Up to a thousand workers at the Philadelphia International Airport are facing unemployment as well.
Terminal workers are lowly paid, earning as little as $10 per hour in some cases, with few if any benefits. But they face some of the greatest risks in the pandemic due to their interaction with large numbers of travelers from all over the world. For OTG workers, this will be compounded by the loss of health insurance and severance pay by the end of the month.
Airlines in the United States are lining up at the trough for a share of the $2 trillion bailout package for American corporations being prepared by Congress. Industry lobby group Airlines for America, in a letter to Congress last Saturday, requested $58 billion in funding, including $29 billion in “payroll protection grants.” Both the House and Senate versions of the bailout bill provide for the $58 billion sum, although there are reportedly differences in the specifics.
Holding the jobs of 750,000 airline workers for ransom, the group, representing ten major US airlines, threatened that they will be “forced to take draconian measures” unless the funds are disbursed “immediately.” However, the letter commits the airlines to avoiding furloughs and layoffs only until September 1 even if these funds are handed over.
“Over the past decade we have reinvested over 73 percent of our operating profits back into our people and product, creating good paying jobs at a rate that has outpaced other sectors,” the letter states. This is a lie. In fact, as has now widely been reported, US airlines spent 96 percent of their cash flow on share buybacks over the last decade. Meanwhile, through a series of mergers and bankruptcies, the industry has shed tens of thousands of jobs, including 167,000 “full-time equivalents” between 2001 and 2010. As of 2019 airline employment in the United States remained 106,000 jobs below 2001 levels.

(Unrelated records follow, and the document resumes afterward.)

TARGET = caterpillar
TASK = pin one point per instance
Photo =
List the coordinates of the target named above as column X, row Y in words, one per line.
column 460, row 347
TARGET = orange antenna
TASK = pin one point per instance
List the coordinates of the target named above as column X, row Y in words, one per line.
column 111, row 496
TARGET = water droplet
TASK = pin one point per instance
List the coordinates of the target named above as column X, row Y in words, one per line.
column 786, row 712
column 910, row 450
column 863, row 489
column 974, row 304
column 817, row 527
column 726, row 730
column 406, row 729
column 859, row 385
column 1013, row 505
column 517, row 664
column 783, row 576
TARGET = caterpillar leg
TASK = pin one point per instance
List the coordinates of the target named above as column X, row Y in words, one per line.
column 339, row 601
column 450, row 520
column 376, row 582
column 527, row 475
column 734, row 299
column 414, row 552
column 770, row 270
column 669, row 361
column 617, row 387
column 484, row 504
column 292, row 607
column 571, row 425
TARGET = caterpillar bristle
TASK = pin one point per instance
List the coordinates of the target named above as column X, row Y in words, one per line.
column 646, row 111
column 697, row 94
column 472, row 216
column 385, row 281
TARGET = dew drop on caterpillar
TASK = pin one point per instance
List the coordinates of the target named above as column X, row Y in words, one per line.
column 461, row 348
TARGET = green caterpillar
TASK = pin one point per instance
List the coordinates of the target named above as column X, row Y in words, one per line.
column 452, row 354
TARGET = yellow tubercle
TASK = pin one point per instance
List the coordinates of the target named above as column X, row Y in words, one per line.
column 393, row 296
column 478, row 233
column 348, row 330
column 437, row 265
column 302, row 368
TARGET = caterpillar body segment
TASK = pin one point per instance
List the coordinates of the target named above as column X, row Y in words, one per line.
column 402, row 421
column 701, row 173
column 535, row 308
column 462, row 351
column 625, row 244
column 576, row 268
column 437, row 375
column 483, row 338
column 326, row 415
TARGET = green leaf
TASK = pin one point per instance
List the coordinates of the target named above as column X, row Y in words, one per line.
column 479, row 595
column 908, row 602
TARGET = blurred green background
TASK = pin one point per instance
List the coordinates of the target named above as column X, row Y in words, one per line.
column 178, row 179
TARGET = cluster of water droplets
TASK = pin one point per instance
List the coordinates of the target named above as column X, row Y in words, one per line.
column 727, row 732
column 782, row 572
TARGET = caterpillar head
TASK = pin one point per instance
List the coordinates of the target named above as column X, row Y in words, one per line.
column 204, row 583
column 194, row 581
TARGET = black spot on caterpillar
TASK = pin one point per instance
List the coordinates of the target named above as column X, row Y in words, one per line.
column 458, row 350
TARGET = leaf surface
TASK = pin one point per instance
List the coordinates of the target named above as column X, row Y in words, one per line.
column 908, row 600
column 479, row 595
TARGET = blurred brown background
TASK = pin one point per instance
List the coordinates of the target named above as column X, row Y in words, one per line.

Delta Airlines, with 91,000 employees, is one of the most profitable of the four major US airlines. Its largest investor is Berkshire Hathaway, the investment firm headed by Warren Buffett, the world’s fourth-richest person with a net worth of $88.9 billion. Buffett could write a check for the entire bailout amount himself and still have $30.9 billion left over, leaving him the 24th-richest person in the world.
Similar state interventions are being taken worldwide. The Italian government announced recently that it would halt privatization of flag carrier Alitalia, which was already facing significant troubles, and re-nationalize the weakened company as it faces bankruptcy. It is expected that the bailout will cost an estimated $670 million. Meanwhile, the airline has asked the Italian government for permission to slash its 11,000 member workforce by 4,000 workers.